Desire, Ponder, Pray

This is part of the General Conference Odyssey.

I’ve missed the last couple weeks and this one will be short, but I thought Marion G. Romney’s talk in the April 1973 Priesthood session had some sound advice on magnifying our calling (and ultimately our discipleship). The three necessities he lists are:

  1. “a motivating desire to do so.”
  2. “search and ponder the words of eternal life.”
  3. “pray.”

Romney stresses the need for proper desires: “The desire these men were to have was not a desire to be called to an office. It was a desire to take upon themselves the name of Christ “with full purpose of heart.”” He expounds, “No one should seek to be appointed to any particular office in the Church. Such an aspiration is not a righteous desire; it is a self-serving ambition. We should have a motivating desire to magnify our callings in the priesthood, whatever they may be. We should demonstrate that desire by living the gospel and diligently performing whatever service we are called upon to render. Holding a particular office in the Church will never save a person. One’s salvation depends upon how well he discharges the duties of the service to which he is called.” But desire is not “a mere wish. It is not impassive; it is a motivating conviction which moves one to action.” This in turn leads one “to search and ponder the words of eternal life.” Sensibly enough, Romney finds, “Since we cannot “live by [the words which] proceedeth forth from the mouth of God” unless we know what they are, it is imperative that we study them. This the Lord has directed us to do.” He notes the difficulty of teaching the principles of the gospel (see D&C 42:12) without knowing what they actually are. This study leads to pondering, which Romney views as “a form of prayer. It has, at least, been an approach to the Spirit of the Lord on many occasions.” Finally, Romney concludes the list: “Desiring, searching, and pondering over “the words of eternal life,” all three of them together, as important as they are, would be inadequate without prayer. Prayer is the catalyst with which we open the door to the Savior.”

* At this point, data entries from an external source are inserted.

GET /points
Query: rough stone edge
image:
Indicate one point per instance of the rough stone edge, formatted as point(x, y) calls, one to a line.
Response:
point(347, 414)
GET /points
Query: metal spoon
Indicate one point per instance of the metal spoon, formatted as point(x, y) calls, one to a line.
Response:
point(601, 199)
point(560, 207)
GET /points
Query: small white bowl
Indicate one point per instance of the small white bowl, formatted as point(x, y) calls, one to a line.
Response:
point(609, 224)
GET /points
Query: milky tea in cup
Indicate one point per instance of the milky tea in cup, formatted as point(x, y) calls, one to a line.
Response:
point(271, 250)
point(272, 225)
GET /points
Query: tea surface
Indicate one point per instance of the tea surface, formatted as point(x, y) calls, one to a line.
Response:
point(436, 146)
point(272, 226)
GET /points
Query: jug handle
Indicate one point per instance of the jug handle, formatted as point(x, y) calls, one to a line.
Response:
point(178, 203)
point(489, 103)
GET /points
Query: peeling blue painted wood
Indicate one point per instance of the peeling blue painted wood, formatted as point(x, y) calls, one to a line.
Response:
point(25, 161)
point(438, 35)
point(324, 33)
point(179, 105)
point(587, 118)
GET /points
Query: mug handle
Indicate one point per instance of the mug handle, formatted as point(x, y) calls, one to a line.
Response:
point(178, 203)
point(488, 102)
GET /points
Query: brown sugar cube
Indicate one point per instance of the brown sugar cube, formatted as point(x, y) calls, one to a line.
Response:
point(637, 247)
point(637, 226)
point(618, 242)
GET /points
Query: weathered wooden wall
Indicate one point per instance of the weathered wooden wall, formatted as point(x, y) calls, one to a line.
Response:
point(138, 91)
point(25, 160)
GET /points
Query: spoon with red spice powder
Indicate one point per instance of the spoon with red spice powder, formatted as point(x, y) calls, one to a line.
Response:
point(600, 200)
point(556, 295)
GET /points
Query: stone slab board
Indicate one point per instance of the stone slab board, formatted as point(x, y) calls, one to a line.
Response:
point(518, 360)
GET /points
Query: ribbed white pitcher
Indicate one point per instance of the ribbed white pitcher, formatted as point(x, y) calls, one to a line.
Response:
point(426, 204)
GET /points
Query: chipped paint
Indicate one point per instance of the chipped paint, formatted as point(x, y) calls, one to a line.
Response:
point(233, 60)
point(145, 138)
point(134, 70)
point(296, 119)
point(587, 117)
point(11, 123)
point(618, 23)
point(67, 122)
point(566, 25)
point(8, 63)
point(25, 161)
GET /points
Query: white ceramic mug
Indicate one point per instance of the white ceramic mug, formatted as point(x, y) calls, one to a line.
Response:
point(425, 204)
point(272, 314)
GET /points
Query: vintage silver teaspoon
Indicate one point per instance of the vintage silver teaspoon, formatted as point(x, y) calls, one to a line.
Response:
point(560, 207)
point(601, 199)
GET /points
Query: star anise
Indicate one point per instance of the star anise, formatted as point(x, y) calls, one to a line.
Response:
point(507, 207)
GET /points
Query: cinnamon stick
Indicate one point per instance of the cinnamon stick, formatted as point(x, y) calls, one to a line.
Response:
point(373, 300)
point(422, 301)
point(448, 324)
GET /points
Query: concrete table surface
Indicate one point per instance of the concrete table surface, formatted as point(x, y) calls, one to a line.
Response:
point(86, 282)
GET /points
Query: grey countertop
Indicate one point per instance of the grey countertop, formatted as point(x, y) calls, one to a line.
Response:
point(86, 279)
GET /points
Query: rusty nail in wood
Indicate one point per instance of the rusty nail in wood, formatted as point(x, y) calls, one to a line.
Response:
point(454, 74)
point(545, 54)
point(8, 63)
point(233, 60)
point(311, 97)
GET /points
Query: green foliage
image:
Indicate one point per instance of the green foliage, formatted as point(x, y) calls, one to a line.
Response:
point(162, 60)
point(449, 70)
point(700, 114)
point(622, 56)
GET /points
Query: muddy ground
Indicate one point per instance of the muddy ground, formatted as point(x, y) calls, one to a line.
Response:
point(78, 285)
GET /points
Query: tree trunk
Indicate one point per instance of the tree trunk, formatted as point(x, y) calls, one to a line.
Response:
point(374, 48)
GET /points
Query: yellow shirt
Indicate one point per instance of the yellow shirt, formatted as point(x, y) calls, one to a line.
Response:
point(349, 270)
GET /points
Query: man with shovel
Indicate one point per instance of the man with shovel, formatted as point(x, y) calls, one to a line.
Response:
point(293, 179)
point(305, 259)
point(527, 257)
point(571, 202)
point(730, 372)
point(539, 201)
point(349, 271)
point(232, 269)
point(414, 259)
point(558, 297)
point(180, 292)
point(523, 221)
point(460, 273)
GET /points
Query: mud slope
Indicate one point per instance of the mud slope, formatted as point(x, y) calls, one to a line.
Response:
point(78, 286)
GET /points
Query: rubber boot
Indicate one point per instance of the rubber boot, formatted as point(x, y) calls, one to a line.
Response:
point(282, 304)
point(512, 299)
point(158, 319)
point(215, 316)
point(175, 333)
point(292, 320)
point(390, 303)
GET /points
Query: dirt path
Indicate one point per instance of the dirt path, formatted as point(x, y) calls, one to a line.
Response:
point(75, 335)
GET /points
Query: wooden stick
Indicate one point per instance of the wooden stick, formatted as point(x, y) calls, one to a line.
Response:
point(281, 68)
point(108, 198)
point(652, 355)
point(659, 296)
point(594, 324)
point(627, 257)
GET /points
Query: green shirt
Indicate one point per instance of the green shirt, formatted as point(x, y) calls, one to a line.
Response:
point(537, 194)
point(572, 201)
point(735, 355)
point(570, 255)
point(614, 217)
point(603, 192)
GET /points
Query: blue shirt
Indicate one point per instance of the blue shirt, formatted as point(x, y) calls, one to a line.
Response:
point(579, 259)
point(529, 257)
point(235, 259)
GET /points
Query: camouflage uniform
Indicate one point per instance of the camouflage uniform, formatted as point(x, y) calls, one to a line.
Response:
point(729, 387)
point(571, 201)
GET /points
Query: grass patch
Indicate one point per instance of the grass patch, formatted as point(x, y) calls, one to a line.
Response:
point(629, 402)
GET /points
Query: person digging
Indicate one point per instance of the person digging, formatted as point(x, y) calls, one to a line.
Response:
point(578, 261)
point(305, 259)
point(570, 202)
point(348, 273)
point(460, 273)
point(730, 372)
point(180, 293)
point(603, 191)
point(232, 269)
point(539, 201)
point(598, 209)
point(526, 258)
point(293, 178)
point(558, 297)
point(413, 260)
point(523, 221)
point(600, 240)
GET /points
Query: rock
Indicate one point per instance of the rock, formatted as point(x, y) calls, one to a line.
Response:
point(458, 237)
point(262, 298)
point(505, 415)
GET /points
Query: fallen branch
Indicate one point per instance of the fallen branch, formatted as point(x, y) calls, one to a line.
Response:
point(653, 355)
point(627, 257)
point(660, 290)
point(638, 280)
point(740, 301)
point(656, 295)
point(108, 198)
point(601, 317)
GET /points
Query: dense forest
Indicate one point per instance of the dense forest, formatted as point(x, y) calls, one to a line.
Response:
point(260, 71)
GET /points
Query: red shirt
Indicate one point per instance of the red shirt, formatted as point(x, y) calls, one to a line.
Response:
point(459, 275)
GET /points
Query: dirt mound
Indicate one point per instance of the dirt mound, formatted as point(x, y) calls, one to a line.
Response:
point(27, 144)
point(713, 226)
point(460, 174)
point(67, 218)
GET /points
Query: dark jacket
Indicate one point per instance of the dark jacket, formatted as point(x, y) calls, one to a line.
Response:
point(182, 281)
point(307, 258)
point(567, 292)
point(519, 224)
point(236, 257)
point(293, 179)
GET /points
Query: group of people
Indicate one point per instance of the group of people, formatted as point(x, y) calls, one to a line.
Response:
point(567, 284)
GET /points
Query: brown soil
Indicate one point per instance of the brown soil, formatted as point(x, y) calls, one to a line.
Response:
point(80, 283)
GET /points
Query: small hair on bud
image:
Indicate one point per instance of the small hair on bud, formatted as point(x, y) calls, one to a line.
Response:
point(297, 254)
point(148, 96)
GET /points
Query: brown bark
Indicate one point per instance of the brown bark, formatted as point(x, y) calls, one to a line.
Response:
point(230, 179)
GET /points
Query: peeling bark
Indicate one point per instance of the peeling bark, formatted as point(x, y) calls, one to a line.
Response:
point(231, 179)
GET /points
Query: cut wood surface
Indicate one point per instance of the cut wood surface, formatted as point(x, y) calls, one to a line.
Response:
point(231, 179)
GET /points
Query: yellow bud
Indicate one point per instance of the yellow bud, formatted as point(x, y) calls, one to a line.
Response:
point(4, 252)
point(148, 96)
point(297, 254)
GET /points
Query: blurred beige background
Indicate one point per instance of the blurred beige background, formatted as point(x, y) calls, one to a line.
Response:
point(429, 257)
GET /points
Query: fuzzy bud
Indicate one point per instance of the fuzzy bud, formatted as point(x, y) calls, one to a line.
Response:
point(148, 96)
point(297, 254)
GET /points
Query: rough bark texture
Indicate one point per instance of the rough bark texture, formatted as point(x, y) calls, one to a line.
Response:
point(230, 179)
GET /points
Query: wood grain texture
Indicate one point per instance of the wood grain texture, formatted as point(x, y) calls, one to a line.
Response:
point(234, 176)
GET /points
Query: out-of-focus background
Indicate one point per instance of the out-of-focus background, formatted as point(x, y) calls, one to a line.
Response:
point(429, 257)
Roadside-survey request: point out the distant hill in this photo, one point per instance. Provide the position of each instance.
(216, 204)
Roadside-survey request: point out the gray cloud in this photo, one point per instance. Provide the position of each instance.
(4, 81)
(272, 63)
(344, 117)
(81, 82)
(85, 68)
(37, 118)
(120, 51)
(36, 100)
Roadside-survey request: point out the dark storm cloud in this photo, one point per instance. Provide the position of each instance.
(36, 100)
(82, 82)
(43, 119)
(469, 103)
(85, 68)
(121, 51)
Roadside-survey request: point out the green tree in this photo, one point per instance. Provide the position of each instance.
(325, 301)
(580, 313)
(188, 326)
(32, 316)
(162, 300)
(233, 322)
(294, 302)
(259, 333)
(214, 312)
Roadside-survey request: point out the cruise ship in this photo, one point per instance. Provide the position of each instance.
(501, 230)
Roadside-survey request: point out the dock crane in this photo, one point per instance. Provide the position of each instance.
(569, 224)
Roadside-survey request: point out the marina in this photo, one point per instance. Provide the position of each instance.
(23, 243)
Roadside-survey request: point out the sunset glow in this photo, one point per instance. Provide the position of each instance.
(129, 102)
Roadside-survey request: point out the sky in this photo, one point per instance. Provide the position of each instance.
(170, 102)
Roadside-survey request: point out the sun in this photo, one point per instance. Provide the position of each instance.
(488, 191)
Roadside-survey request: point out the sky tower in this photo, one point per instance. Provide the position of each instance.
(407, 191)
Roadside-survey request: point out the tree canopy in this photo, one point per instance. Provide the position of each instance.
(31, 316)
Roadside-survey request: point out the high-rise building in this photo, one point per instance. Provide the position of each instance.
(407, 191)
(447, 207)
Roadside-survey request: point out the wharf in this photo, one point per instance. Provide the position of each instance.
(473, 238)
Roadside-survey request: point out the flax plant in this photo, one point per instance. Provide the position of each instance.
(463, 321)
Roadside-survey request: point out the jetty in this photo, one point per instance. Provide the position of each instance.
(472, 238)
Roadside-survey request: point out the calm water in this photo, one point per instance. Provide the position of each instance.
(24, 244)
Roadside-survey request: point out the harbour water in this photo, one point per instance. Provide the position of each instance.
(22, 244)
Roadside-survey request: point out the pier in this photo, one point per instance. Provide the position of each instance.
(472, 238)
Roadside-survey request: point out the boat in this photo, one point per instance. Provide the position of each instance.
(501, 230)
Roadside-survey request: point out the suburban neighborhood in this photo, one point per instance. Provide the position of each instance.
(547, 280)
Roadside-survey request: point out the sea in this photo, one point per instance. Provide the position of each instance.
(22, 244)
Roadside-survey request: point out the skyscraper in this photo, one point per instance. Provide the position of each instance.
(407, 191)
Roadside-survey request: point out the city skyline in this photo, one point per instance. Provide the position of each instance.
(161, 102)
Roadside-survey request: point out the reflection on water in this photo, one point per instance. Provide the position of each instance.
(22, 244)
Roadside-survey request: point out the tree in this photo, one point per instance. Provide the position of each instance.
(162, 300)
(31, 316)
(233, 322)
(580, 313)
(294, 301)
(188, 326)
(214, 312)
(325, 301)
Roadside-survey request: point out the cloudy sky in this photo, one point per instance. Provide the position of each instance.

I find the habit of scripture reading without serious study or reflection to be odd. While habits and rituals are important, to approach the scriptures as an item on a list of things to do to reach the celestial kingdom seems to me to miss the point. The scriptures contain wisdom about the human condition, human nature, and God’s interaction with these two elements. The scriptures are both incredibly human and divinely inspired. We should wrestle with them, immerse ourselves in them, question them, challenge them, be changed by them. They are not magic incantations that will suddenly make you more spiritual. They are full of hard truths, cosmic myths, and glorious hope that must be chewed and digested if they are to be nourishing.

This trilogy seems to be a reinforcing cycle: as one’s desire increases, so will the searching, pondering, and praying, which will in turn increase desire. The last part–pray–is something I need to work on though. If one spends time reading and pondering, but fails to open up the channels of communication, one could miss out on even greater spiritual knowledge and inspiration.